Department of Psychology.
Emotion. 2022 Dec;22(8):1815-1827. doi: 10.1037/emo0000956. Epub 2021 May 20.
Affective phenomena have noteworthy complexity and heterogeneity-shared experiences and emotions evoke distinct responses and risk for affective problems across individuals (e.g., higher rates in women than men). Yet by averaging across individuals, affective science research traditionally treats affect as homogenous. Directly modeling person-specific heterogeneity in affective complexity (AC)-like the granularity and covariation of affective experiences-is paramount for identifying shared (i.e., common; nomothetic) and/or unshared (i.e., personal; idiographic) features of AC. The present study applied a person-specific technique to capture heterogeneity in daily affect and risk for affective problems in men and women and leveraged personalized results to improve general understanding of AC. Young adults ( = 56; 25 female) reported affect on each of 75 days of an intensive longitudinal study. AC was modeled using p-technique (i.e., person-specific factor analysis), and its utility over traditional, between-person models of affect (i.e., bivariate positive and negative affect) was compared for prediction of risk for affective problems in women compared to men. A community detection network algorithm was then applied to estimate person-specific AC to develop an idiographically informed nomothetic model of AC. Person-specific analyses detected wide variation in AC across individuals (i.e., range of 2-8 factors). Relative to the traditional bivariate model, idiographic models had incremental utility for differentiating risk for affective problems by gender. Nomothetic review of idiographic results (via community detection) revealed distinct dynamics in positive and negative affect networks. Person-specific science holds particular promise for mapping heterogeneity in AC and uncovering risk pathways for affective problems. (PsycInfo Database Record (c) 2022 APA, all rights reserved).
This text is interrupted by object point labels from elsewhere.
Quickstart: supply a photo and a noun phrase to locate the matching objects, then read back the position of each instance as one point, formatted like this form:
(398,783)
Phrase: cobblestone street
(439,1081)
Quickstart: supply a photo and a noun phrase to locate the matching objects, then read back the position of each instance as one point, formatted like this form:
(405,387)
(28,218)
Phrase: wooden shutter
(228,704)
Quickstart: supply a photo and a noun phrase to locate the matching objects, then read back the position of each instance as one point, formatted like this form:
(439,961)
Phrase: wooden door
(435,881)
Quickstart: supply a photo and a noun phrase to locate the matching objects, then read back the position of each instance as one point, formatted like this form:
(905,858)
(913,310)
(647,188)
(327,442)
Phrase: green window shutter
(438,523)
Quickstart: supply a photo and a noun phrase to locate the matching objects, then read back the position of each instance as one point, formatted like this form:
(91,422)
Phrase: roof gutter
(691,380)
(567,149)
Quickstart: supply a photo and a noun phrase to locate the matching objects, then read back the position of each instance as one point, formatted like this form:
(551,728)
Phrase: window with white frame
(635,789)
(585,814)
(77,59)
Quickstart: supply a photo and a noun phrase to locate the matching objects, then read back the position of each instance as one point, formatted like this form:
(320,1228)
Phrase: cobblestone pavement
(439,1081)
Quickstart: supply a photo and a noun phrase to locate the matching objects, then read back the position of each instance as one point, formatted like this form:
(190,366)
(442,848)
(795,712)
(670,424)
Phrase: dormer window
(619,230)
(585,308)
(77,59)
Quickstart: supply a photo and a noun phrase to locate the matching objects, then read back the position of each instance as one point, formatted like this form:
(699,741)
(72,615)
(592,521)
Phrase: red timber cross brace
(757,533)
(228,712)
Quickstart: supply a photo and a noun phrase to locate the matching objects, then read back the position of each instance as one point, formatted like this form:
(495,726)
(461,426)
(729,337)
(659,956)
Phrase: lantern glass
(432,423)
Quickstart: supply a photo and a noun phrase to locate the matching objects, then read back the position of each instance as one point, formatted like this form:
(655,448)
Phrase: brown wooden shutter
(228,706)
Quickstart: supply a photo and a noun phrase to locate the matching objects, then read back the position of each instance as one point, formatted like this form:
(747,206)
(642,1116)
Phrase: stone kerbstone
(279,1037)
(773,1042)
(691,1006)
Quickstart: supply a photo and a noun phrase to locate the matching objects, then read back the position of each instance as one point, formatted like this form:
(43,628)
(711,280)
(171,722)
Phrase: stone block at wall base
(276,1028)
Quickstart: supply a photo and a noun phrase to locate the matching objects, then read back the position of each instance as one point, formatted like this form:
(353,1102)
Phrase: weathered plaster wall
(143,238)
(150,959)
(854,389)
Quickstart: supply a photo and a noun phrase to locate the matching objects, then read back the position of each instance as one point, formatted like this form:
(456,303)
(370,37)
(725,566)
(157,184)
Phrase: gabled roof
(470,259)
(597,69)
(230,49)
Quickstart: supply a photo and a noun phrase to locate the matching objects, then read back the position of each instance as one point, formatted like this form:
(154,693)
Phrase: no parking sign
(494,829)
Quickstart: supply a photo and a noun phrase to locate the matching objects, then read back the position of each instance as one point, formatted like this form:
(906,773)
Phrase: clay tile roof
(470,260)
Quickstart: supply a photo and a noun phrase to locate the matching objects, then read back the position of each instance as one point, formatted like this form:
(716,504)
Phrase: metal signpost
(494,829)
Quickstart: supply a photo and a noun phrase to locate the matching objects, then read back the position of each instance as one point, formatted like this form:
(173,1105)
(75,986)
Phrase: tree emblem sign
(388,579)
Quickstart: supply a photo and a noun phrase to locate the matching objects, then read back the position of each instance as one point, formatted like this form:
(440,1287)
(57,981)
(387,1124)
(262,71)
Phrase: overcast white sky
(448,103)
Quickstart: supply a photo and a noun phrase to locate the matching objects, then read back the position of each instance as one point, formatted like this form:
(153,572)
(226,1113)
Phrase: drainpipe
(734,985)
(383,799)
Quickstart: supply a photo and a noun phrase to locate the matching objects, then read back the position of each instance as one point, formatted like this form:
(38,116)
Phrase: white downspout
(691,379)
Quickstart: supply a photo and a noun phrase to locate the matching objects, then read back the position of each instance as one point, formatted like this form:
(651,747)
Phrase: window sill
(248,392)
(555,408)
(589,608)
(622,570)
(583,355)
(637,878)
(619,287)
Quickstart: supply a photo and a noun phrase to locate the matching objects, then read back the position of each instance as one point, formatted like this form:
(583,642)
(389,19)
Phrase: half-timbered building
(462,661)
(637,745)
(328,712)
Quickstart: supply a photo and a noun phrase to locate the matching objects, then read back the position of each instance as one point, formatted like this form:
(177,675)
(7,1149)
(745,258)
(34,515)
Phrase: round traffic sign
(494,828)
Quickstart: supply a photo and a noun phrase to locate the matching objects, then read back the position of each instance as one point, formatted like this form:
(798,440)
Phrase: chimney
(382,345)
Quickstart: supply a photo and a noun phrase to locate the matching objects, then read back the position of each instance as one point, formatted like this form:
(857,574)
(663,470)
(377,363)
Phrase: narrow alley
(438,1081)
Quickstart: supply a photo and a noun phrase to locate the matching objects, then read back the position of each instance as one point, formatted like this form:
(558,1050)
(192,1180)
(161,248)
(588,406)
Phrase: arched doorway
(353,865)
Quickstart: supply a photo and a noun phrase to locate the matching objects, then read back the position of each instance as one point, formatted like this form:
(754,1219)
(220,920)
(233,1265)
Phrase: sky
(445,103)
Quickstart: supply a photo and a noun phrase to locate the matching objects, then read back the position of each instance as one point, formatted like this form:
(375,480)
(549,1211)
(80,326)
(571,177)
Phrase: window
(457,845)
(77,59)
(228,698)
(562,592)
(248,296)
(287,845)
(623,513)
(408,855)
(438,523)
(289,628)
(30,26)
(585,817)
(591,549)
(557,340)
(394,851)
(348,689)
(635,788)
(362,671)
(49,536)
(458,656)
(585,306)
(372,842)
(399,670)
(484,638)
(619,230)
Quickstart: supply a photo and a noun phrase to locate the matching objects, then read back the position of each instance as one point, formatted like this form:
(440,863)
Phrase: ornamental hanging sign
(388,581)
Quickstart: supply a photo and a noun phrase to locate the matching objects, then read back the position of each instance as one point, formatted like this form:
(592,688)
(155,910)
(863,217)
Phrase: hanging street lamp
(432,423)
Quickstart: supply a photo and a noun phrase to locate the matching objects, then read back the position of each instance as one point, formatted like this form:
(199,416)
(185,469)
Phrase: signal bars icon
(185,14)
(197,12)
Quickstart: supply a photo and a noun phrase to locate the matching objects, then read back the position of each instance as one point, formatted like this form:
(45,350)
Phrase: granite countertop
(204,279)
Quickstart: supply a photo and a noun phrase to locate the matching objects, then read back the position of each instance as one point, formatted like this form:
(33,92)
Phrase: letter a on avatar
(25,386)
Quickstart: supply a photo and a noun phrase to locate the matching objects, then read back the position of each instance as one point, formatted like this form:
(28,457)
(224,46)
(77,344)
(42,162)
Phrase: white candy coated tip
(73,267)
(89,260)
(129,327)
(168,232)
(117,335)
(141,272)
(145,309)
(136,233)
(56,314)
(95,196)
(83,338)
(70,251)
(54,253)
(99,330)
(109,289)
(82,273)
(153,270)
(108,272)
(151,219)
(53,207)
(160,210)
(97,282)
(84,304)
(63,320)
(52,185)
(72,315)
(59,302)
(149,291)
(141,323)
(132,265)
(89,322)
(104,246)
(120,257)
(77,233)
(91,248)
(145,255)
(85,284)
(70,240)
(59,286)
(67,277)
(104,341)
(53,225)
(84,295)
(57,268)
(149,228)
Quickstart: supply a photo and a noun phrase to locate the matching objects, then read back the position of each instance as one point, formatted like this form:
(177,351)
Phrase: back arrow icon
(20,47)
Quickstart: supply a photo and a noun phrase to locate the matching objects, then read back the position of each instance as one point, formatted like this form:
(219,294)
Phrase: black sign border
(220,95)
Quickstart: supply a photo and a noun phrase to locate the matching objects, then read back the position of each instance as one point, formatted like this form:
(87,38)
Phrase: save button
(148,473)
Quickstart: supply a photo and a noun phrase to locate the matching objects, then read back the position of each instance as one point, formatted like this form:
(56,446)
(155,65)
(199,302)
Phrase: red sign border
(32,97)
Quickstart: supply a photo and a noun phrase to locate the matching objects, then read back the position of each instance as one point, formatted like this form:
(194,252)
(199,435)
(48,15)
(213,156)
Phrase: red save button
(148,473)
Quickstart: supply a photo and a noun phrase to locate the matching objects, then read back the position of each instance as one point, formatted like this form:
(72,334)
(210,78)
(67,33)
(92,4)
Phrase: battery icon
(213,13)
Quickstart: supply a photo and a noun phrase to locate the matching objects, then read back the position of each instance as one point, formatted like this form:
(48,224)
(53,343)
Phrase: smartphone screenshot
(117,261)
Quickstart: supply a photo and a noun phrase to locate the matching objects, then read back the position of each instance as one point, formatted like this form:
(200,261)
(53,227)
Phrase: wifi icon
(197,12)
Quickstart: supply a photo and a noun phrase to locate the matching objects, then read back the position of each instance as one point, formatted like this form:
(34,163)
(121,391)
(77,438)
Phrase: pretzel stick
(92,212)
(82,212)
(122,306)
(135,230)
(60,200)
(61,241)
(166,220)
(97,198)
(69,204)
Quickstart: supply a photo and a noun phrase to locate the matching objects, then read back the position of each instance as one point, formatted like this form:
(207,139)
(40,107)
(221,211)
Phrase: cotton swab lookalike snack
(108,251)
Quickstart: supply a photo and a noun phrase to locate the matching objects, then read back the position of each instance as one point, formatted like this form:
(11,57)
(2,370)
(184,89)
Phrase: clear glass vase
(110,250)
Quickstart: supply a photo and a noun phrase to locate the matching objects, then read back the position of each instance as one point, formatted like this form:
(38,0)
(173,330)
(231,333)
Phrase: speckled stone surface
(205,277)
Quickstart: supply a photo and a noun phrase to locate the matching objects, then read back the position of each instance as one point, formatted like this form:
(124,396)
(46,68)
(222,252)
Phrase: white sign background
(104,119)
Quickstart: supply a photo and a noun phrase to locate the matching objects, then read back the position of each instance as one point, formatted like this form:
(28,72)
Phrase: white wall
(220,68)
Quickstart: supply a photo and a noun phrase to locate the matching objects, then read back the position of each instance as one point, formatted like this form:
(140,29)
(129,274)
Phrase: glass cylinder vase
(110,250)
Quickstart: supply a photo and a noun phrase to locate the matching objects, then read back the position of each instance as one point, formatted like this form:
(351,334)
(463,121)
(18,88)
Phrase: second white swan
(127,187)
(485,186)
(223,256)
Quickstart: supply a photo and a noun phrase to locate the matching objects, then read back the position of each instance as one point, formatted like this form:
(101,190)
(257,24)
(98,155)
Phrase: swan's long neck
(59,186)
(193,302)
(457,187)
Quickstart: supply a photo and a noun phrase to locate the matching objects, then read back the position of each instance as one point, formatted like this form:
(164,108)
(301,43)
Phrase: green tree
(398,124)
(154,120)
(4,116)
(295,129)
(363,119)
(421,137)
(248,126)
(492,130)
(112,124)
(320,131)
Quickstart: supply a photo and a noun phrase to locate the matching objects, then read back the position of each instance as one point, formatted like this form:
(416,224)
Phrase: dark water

情感现象具有显著的复杂性和异质性——共同的体验和情感在个体之间引发了不同的反应和情感问题风险(例如,女性的发生率高于男性)。然而,情感科学研究传统上通过对个体进行平均处理,将情感视为同质的。直接对情感复杂性的个体特异性进行建模(例如,情感体验的粒度和变化)对于识别情感复杂性的共同(即常见;公度论)和/或独特(即个人;特质论)特征至关重要。本研究应用了一种个体特异性技术来捕捉男性和女性日常情感的异质性和情感问题的风险,并利用个性化的结果来提高对情感复杂性的总体理解。青年成年人(n=56;女性 25 名)在一项密集的纵向研究中的 75 天内每天报告情感。使用 p 技术(即个体特异性因素分析)对情感复杂性进行建模,并将其与传统的个体间情感模型(即双变量积极和消极情感)进行比较,以预测女性和男性的情感问题风险。然后应用社区检测网络算法来估计个体特异性情感复杂性,以开发情感复杂性的特质论-公度论模型。个体特异性分析检测到个体之间情感复杂性的广泛变化(即,2-8 个因素的范围)。与传统的双变量模型相比,特质论模型在区分性别情感问题风险方面具有额外的效用。通过社区检测对特质论结果进行的公度论综述揭示了积极和消极情感网络中的不同动态。个体特异性科学特别有希望用于绘制情感复杂性的异质性,并揭示情感问题的风险途径。(PsycInfo 数据库记录(c)2022 APA,保留所有权利)。